Stocks Remain Tight; Season-Average Price Range Narrowed
With 2010/11 U.S. cotton demand expected to exceed production, stocks are projected to decrease for the third consecutive season. In 2010/11, U.S. ending stocks are currently forecast at 1.9 million bales, 1 million bales below last season and significantly below the 2007/08's level of 10.1 million bales. In addition, the current stock forecast would be the lowest since the 1924 season and represents a record-low stocks-to-use ratio of 10 percent.
As a result, upland cotton farm prices are considerably higher this season as are futures prices. Farm prices began the season at 77 cents per pound but as of mid- February had climbed to 88 cents; at the same time, the gap between the farm price and nearby futures continued to grow, with nearby futures averaging $1.85 per pound in February. For 2010/11, the average farm price is currently forecast to range between 80 and 83 cents per pound, compared with the 2009/10 average of 62.9 cents per pound.
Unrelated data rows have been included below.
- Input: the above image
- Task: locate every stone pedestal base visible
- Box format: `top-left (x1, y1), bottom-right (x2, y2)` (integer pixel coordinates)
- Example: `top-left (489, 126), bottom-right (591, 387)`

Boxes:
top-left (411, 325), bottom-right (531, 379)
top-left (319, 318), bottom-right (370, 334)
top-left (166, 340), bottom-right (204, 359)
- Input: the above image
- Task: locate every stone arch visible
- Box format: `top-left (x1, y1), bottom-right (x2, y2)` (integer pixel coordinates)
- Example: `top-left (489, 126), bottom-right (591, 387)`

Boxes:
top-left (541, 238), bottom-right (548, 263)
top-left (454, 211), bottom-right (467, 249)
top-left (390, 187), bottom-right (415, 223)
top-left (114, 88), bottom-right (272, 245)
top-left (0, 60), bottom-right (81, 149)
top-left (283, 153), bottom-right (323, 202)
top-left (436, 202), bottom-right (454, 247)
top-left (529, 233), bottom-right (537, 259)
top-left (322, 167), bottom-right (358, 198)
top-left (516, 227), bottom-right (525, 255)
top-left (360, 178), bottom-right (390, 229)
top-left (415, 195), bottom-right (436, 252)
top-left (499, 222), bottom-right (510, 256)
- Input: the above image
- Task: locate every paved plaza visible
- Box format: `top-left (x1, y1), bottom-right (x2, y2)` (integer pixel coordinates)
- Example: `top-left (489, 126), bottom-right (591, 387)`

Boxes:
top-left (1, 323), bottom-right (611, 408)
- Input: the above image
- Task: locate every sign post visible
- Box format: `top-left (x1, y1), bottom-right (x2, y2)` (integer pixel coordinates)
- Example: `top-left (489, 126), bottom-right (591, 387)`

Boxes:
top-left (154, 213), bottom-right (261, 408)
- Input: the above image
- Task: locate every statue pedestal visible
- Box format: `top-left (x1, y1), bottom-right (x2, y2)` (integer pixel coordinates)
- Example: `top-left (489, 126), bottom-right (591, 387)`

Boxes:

U.S. Retail Cotton Consumption Expands in 2010
U.S. calendar year 2010 domestic cotton consumption (mill use plus net textile imports) increased for the first time in 4 years, reaching 9.8 billion (raw-fiberequivalent) pounds. This level represents a 10-percent growth over 2009, which had declined to a 12-year low.
The 2010 increase was largely the result of a rebound in cotton product imports, as U.S. mill use and product exports while both higher were nearly offsetting. U.S. cotton product imports reached 9.9 billion pounds in 2010, the largest in 3 years; meanwhile, cotton product exports rose to 1.8 billion pounds, similar to 2008. As a result, the per capita estimate of retail consumption increased from a 17-year low of 29 pounds per person in 2009 to nearly 32 pounds in 2010.